92-year-old Coalition of the Left (SYRIZA) MEP Manolis Glezos appealed to Russian President Vladimir Putin in a personal letter. “I fully understand the reasons that prompted you to decide to impose an embargo on EU agricultural products. However, on behalf of the Greek people, who are going through times of extreme hardship, I appeal to your humane feelings to think over your decision toward Greek farmers.”
“Our people were the only ones who stood against the wishes of the EU Directorate. We stood against the partition of Yugoslavia, then the bombing of Serbia, the invasion in Iraq, the threats against Syria, and we paid for it dearly by becoming the guinea pigs of the new order, along with Cyprus,” he says before pleading for Russia to lift the embargo on Greek agricultural products for the sake of the “traditional friendship” between the two countries.

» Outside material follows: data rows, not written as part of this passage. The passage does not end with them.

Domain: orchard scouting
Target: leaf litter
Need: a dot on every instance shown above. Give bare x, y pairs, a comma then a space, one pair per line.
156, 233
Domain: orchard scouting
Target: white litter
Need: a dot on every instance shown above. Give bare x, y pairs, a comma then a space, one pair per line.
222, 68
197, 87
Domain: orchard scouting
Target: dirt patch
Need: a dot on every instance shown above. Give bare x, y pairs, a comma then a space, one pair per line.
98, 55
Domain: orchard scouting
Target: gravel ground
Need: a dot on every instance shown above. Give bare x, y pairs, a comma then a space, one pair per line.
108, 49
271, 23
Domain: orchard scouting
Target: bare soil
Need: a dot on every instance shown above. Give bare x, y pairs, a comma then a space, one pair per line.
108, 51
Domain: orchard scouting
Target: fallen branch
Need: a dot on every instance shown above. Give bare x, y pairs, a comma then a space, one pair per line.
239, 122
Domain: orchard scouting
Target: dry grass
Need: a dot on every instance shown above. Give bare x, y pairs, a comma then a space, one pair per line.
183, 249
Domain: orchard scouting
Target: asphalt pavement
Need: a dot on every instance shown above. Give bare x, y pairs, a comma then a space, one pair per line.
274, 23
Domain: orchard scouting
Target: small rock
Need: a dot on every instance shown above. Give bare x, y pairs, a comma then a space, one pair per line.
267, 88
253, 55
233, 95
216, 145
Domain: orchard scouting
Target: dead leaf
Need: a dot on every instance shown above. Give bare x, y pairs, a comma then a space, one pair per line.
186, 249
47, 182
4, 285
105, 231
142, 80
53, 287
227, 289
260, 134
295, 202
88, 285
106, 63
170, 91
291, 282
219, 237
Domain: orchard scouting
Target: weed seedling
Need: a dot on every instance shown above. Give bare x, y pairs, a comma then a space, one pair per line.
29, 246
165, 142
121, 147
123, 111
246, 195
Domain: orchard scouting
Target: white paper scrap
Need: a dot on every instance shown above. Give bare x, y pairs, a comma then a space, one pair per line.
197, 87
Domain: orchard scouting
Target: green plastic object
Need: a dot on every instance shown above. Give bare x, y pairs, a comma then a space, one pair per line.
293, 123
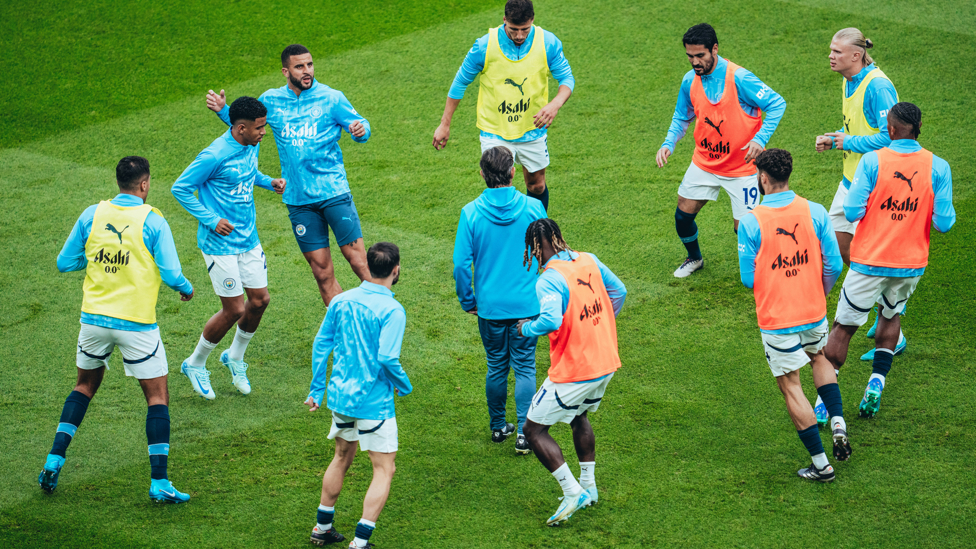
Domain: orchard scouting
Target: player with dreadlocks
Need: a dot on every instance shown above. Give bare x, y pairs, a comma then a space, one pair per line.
899, 192
577, 294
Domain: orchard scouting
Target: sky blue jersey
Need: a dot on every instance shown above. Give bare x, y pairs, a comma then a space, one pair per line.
363, 327
224, 175
491, 234
159, 241
866, 177
307, 129
474, 63
552, 291
753, 97
750, 238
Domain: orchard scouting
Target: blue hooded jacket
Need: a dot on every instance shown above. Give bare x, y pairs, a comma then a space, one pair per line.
491, 234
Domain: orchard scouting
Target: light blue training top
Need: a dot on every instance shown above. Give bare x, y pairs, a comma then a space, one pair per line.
750, 238
307, 129
866, 177
224, 175
753, 97
158, 238
363, 328
474, 63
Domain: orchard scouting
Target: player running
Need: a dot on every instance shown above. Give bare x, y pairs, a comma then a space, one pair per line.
868, 96
728, 102
514, 62
307, 119
490, 233
127, 248
364, 328
577, 293
788, 255
898, 194
224, 175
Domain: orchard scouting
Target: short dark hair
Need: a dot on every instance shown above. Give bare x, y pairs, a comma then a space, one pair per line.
496, 164
518, 12
701, 34
246, 108
777, 163
382, 257
130, 171
294, 49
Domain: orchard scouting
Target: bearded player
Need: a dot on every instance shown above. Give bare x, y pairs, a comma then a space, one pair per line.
727, 102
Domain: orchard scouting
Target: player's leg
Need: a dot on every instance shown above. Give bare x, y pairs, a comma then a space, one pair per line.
494, 337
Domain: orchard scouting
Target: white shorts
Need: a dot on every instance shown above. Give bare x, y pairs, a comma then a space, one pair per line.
861, 292
837, 218
555, 402
374, 435
533, 155
701, 185
789, 352
230, 274
143, 355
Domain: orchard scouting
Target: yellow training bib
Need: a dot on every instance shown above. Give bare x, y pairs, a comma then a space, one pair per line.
122, 279
855, 122
512, 92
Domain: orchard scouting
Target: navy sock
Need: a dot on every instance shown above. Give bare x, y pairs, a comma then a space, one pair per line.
830, 394
882, 362
73, 412
811, 439
688, 232
157, 433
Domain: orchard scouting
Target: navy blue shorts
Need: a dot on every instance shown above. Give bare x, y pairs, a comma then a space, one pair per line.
311, 222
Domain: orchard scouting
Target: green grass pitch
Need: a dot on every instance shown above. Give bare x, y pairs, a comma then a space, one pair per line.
694, 445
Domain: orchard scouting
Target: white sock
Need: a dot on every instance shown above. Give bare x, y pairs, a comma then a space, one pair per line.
199, 357
567, 481
587, 477
237, 348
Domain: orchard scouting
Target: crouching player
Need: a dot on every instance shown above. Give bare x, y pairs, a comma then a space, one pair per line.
580, 298
788, 254
364, 328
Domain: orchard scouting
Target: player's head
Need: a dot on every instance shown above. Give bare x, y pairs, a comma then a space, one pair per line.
383, 259
248, 117
543, 239
296, 65
519, 15
774, 167
904, 121
497, 167
132, 175
849, 51
701, 45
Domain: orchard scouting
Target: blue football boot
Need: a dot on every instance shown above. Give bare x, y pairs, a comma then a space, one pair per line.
48, 479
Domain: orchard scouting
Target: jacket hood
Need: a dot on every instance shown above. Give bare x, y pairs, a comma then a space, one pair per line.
502, 205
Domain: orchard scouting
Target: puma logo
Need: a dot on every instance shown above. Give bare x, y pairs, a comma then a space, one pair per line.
110, 227
519, 86
789, 234
899, 175
579, 282
717, 128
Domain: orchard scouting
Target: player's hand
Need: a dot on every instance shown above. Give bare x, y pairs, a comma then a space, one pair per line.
223, 227
754, 149
312, 406
356, 129
545, 116
838, 138
216, 102
824, 143
662, 156
441, 135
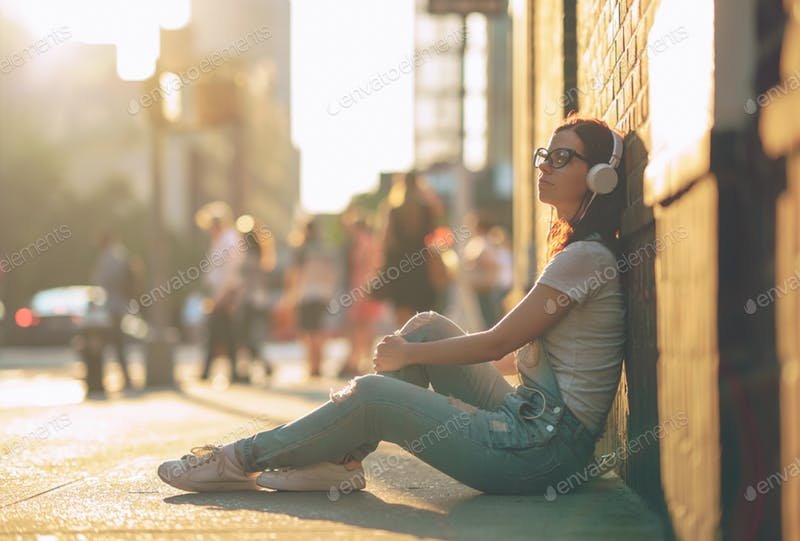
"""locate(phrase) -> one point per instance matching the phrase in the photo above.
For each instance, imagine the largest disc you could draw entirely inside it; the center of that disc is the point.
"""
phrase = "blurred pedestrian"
(504, 278)
(363, 257)
(482, 267)
(258, 262)
(405, 275)
(223, 281)
(114, 271)
(311, 282)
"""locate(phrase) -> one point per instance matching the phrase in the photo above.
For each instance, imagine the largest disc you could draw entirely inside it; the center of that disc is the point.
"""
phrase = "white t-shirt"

Mr. Glezos, a national hero of the Greek resistance against Nazi Germany during World War II, had been arrested and tried in the late Fifties by an Athens military court for spying in favor of the Soviet Union. The case against him was dropped but the Soviet Union’s postal service had produced a special stamp with his face on it.
Mr. Glezos addresses Mr. Putin as a “comrade” and asks him to lift “For the ideals we fought for in the Second World War, for the ideals we fight for now, for the self-determination of the peoples, for the defence of human ideals, the Greek agricultural products should be excluded from the embargo.”